I substitute beans to give me a bread like consistency if I need, but generally, I do not overdue with beans either.

I also found that my increasing craving for sweets in the evening were virtually eliminated by including complete proteins and good fats like quinoa and tahini as an evening snack.

Bulking up on veggies, especially green leafy ones, with small amounts of protein, good fats, complete protein combinations is my focus. The only natural sweetener I found to not interfere with the body is a particular brand "Sugar in the Raw"  (which you can buy bulk in a box or in packets) so the company must be doing (or not doing) something no other company seems to be doing. Of course, we all know by now that artificial sweeteners actually make the body fatter, so I am not going into that right now.

Everything in moderation was my mother's motto, and I agree. Growing up, dessert was reserved for holidays and birthdays and most were natural fruit pies. Fruit was minimal on a daily basis (too sweet for everyday). Now they say colorful berries are the best choices but other fruits might only be considered with the season they are grown (like melons in the summer, squash (yes, squash has seeds, thus a fruit!) in the fall etc.

I call Dr. Davis' "Wheat Belly fat", "FLUFFY FAT" which is basically, not fat just in the belly, but includes "cellulite" type fat. 
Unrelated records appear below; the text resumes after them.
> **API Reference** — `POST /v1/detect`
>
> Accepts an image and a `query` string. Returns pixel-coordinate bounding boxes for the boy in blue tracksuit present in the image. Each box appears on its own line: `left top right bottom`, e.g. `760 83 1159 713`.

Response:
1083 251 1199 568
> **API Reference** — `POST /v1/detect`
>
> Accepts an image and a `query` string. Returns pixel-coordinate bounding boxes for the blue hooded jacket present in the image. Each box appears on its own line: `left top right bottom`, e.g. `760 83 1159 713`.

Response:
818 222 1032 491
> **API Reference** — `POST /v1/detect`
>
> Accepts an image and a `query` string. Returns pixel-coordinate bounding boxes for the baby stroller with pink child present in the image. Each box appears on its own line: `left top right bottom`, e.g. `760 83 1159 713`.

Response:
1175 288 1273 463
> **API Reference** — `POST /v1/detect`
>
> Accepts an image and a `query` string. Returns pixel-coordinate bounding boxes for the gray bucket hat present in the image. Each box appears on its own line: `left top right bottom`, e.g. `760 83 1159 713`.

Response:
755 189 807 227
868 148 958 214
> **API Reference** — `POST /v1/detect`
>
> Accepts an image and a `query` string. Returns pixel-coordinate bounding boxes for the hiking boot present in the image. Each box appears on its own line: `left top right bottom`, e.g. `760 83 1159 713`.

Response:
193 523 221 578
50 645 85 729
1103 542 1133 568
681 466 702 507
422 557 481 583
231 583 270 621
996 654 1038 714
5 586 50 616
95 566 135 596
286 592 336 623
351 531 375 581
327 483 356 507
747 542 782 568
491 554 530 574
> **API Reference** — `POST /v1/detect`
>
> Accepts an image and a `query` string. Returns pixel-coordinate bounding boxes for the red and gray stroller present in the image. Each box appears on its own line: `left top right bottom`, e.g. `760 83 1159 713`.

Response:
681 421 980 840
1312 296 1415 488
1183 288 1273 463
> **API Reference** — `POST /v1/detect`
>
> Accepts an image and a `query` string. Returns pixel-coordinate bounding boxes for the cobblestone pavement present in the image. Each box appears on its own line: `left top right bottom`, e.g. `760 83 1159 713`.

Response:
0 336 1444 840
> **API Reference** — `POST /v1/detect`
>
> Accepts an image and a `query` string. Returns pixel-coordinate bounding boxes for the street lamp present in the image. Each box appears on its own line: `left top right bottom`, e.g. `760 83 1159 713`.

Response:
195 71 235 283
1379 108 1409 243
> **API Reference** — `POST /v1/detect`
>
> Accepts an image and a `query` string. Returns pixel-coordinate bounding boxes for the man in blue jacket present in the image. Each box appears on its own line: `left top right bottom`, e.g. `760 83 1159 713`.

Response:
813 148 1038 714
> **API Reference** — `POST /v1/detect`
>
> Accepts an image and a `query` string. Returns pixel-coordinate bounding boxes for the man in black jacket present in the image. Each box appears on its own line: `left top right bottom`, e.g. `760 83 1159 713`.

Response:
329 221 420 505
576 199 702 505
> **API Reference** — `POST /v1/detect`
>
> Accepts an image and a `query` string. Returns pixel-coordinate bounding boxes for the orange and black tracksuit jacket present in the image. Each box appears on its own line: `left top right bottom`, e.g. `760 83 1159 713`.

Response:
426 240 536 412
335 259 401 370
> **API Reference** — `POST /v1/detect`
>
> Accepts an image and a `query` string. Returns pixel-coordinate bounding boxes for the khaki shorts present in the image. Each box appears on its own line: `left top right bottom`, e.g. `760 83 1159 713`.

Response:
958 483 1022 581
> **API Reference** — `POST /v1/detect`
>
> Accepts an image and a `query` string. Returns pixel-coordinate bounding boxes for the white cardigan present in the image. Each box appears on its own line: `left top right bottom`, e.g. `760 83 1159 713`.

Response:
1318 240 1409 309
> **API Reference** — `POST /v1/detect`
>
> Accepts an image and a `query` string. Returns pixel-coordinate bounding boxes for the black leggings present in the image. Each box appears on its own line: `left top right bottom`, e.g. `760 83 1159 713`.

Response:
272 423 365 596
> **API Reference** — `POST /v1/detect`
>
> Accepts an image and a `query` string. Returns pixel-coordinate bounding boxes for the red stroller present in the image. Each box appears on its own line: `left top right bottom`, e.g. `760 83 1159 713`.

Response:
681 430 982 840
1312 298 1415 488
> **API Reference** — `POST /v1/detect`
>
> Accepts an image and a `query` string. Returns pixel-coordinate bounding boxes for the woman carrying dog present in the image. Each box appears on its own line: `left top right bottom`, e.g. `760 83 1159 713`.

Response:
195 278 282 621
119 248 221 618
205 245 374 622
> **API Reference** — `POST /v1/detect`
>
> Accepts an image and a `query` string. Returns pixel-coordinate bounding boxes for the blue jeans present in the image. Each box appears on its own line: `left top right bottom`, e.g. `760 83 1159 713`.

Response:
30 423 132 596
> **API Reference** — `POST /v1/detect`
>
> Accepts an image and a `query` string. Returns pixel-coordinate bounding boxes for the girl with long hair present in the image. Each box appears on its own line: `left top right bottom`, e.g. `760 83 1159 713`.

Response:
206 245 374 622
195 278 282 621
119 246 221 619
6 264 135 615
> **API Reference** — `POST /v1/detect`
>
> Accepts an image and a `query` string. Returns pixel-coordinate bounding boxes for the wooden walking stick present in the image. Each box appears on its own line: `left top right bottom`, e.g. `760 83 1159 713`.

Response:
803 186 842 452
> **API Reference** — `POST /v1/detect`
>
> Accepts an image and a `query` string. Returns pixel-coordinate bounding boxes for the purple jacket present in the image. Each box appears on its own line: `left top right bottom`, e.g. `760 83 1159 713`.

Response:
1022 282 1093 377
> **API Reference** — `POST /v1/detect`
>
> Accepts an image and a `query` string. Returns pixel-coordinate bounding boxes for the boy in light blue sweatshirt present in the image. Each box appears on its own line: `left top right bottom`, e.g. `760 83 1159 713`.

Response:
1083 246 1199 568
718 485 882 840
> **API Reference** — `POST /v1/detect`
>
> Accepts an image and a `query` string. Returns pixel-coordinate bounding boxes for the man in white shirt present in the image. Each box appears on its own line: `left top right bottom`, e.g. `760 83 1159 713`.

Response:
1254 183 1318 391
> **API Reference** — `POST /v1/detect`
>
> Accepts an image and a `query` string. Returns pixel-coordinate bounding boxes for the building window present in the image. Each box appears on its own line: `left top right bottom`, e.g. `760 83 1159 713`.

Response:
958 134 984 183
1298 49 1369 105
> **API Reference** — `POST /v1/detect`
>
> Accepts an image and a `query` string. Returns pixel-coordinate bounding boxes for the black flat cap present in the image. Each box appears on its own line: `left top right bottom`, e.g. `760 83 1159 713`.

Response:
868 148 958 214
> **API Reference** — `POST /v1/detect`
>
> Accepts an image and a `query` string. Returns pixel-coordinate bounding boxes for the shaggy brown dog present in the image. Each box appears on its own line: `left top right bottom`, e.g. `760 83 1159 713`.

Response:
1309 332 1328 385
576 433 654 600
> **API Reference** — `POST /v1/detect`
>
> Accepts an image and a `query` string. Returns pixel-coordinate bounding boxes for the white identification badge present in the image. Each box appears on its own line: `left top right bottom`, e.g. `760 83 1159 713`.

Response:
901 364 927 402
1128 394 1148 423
This type of fat melts away in 2 short weeks with a Fluffy Fat diet I prescribe in my practice. There is a little more to it than just restricted eating. There are other issues that can inhibit dropping of the fluffy fat when these elements are not included along with the diet. The fat can return quickly when all these things are not involved together, actually making the person fatter than before!  Generally people lose about 10 lbs on the diet during the 2 weeks.

Many years ago, I began to develop a little belly (like a half of a small basketball) and was even asked if I was pregnant at one point. My energy had gradually become depleted and my mind was foggy. I felt weak and knew something was wrong. While standing at work one day and talking to a friend of my father's who had come in, I thought to myself, I am going to die now. I looked around, and thought at least my father's friend would be able to inform someone. I held myself in place by leaning on the counter in front of me and eventually the conversation was over, the friend left and I sat down. It took several minutes but I recovered. In a quest to discover what could be the problem, I found this diet.

I was about 5 lbs overweight when I first did the diet and still lost 10 lbs, shortly afterward, my weight stabilized to my normal weight, I felt healthy, strong, with loads of energy, my mind was clear, my muscles were defined (instead of the flabby arms I seems to always have).  I felt like I worked out everyday when actually I did not. The cellulite in my legs and buttock was completely gone (which I have had since a teenager, no matter what I tried before), my legs were completely smooth!

I generally complete this 2 week diet at least once a year (whether I have fluffy fat or not), but usually twice a year (spring and fall). In between, I try to follow this type of diet as closely as possible in my everyday life for better health overall. With this type of schedule, if I get off track, it is not a big problem for my health.

Maybe I should write a book ;)

Congrats, Dr Davis on his Wheat Belly Diet concept and reaching so many people in need of a change!